8, Binary String: 0000001111000000000001111110000000001100001100000000100000010000000010000001000000001100001100000000011111000000000001111110000000001100001100000000100000010000000010000001000000001000000100000000110000110000000001111110000000000011110000000000000000000000
8, Binary-Decimal conversion: 23539885800661303801528815919744719668529798326595472592908

So the gen1 now looks like:
1. (b) 766259462624453036391004127445265907255673543052767246
2. (b) 766259462624453036391004127445265907255673543052767246
3. (h) 1149389193936678235951120191876555791760811195370319884
4. (8) 23539885800661303801528815919744719668529798326595472592908

From which we evaluate the fitness again (“8″ clearly will be the new dominate gene) and so on, generation after generation…

*Conclusion*

This is the basic gist of Alphabet Soup by GA. The final aspect of using GA is to incorporate mutations: the random changing of various pixels within the letters, which will obviously introduce the same effect of crossover in adding to the population of letters.

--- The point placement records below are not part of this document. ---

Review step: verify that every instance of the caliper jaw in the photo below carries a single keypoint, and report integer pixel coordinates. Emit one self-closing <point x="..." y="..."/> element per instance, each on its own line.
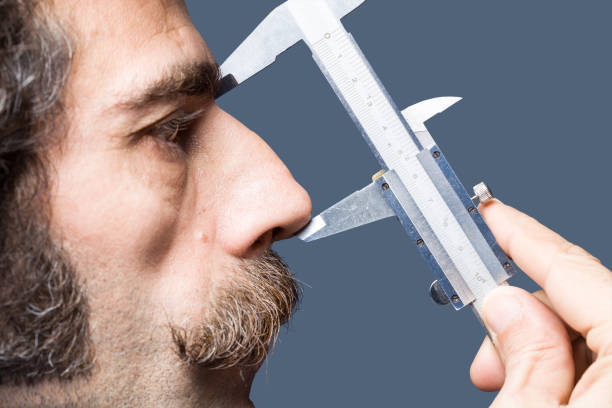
<point x="368" y="204"/>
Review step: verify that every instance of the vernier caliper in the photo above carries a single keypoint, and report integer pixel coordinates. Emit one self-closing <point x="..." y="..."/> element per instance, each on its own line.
<point x="417" y="184"/>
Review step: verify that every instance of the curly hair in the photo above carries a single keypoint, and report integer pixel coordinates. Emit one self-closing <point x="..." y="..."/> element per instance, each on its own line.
<point x="43" y="311"/>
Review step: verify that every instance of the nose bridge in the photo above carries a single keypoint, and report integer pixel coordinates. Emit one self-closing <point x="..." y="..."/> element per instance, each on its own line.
<point x="261" y="201"/>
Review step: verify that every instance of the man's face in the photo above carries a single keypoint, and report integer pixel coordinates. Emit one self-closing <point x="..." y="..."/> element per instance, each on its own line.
<point x="161" y="199"/>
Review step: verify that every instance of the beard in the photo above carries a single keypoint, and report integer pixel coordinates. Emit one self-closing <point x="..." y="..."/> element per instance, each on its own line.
<point x="44" y="316"/>
<point x="245" y="317"/>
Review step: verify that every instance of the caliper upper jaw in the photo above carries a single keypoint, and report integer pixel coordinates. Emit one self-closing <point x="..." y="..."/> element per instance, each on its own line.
<point x="275" y="34"/>
<point x="368" y="204"/>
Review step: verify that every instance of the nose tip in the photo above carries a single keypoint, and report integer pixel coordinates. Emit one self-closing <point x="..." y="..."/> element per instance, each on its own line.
<point x="300" y="217"/>
<point x="261" y="201"/>
<point x="271" y="216"/>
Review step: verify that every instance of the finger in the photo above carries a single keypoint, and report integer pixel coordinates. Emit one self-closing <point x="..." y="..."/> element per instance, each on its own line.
<point x="487" y="371"/>
<point x="534" y="347"/>
<point x="541" y="296"/>
<point x="578" y="286"/>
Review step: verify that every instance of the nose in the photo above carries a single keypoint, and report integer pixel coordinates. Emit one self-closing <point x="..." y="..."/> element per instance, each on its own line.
<point x="261" y="201"/>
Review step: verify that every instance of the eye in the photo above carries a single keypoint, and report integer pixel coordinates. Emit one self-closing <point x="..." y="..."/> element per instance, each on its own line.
<point x="175" y="130"/>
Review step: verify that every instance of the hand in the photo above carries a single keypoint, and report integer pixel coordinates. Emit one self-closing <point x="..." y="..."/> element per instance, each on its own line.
<point x="553" y="347"/>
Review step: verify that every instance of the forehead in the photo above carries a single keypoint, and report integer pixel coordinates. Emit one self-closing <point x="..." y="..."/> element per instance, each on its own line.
<point x="121" y="45"/>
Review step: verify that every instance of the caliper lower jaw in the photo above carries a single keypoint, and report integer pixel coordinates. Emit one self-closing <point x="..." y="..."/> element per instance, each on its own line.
<point x="368" y="204"/>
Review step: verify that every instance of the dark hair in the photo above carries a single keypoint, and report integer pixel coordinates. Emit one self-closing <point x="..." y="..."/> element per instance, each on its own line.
<point x="43" y="313"/>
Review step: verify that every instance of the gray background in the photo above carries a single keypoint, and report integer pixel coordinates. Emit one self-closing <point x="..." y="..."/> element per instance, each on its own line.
<point x="533" y="124"/>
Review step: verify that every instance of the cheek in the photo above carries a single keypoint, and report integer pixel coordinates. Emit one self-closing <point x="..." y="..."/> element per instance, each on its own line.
<point x="120" y="211"/>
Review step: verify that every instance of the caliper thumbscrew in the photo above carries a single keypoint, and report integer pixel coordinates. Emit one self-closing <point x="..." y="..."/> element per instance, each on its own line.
<point x="482" y="193"/>
<point x="437" y="293"/>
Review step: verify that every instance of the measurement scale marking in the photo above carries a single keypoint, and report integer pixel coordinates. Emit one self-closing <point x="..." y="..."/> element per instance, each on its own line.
<point x="388" y="144"/>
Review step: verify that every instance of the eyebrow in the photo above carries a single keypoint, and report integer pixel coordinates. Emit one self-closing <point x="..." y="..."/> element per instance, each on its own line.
<point x="201" y="79"/>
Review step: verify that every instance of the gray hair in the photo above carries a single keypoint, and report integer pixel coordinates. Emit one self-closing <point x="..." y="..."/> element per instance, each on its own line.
<point x="43" y="311"/>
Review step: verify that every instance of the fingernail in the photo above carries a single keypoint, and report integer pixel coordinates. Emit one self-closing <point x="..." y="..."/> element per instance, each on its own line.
<point x="501" y="309"/>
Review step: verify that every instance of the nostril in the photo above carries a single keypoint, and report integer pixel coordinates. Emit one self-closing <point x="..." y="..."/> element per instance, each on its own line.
<point x="260" y="245"/>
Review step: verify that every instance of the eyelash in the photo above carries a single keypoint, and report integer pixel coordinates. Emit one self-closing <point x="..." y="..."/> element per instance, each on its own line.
<point x="175" y="131"/>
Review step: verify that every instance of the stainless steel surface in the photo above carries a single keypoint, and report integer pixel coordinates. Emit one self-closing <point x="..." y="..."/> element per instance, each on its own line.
<point x="419" y="113"/>
<point x="419" y="187"/>
<point x="362" y="207"/>
<point x="482" y="192"/>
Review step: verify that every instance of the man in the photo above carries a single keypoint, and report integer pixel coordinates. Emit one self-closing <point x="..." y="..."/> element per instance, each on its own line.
<point x="137" y="220"/>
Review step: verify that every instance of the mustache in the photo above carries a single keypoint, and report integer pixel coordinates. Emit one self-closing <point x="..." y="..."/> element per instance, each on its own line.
<point x="245" y="318"/>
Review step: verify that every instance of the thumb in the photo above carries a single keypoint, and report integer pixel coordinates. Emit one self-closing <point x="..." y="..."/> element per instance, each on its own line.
<point x="534" y="347"/>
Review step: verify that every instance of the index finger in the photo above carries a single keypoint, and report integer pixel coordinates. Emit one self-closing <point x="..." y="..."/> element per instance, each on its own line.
<point x="578" y="285"/>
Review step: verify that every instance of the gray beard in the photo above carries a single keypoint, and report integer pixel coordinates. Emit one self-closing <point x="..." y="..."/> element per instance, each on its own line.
<point x="44" y="317"/>
<point x="245" y="319"/>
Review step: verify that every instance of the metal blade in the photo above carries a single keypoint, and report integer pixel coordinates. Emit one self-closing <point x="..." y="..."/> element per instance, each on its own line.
<point x="274" y="35"/>
<point x="419" y="113"/>
<point x="342" y="7"/>
<point x="362" y="207"/>
<point x="277" y="32"/>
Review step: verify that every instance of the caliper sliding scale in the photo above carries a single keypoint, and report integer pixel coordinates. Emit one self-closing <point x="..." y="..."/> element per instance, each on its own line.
<point x="417" y="184"/>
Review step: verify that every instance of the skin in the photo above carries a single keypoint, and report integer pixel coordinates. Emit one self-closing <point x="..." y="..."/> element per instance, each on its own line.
<point x="545" y="343"/>
<point x="153" y="233"/>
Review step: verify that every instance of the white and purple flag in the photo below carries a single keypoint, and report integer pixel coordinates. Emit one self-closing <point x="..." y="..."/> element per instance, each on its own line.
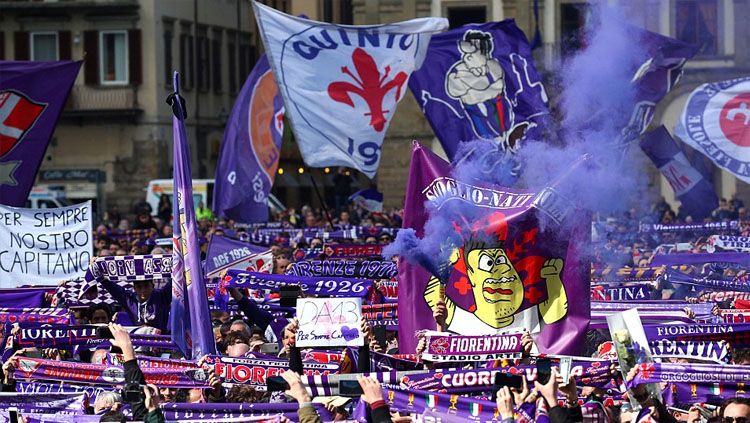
<point x="479" y="81"/>
<point x="341" y="83"/>
<point x="190" y="319"/>
<point x="250" y="150"/>
<point x="716" y="122"/>
<point x="695" y="192"/>
<point x="32" y="96"/>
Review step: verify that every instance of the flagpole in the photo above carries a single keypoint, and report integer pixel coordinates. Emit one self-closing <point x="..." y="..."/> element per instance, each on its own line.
<point x="322" y="201"/>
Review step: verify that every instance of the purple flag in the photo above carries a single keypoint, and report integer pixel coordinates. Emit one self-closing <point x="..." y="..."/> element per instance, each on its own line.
<point x="190" y="319"/>
<point x="657" y="75"/>
<point x="694" y="192"/>
<point x="479" y="81"/>
<point x="250" y="149"/>
<point x="32" y="96"/>
<point x="226" y="253"/>
<point x="509" y="274"/>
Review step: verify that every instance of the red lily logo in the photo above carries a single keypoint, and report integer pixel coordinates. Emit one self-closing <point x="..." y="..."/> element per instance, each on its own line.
<point x="370" y="86"/>
<point x="18" y="113"/>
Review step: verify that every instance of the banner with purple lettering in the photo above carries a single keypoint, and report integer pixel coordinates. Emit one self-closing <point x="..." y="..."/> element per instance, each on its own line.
<point x="190" y="320"/>
<point x="250" y="149"/>
<point x="508" y="275"/>
<point x="325" y="70"/>
<point x="444" y="347"/>
<point x="225" y="253"/>
<point x="715" y="122"/>
<point x="730" y="243"/>
<point x="696" y="194"/>
<point x="479" y="81"/>
<point x="32" y="96"/>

Mutations will only be applied to a small portion of the entire population in each generation, just like in nature. With only 4 characters to choose from, let’s say there are no mutations in this particular generation. That gives us the current pool of characters, including the initial population, gen0 and the current generation (gen1):

[POPinit][gen0] [gen1]
[A,B,a,b][b,b,b,A][b,b,h,8]

So, we have 6 “b”s, 2 “A”s, 1 “a”, 1 “h”, 1 “B” and 1 “8″ floating around. Granted this is an example run, but it plays out pretty realistically: note that the dominate gene (b) is taking up quite a bit of the population, while a and B have not grown at all in population. “h” and “8″ are the new kids on the block, and they will have a direct impact on the future generations, again based on their fitness for reproduction and crossover–with a little bit of mutation thrown in here and there.

One of the core questions remains: How do we make the shapes of the characters matter? In other words, how do we specify the importance of various pixels? This, I believe, can also be accomplished through the BBC, and I have some ideas for that. But more on that later.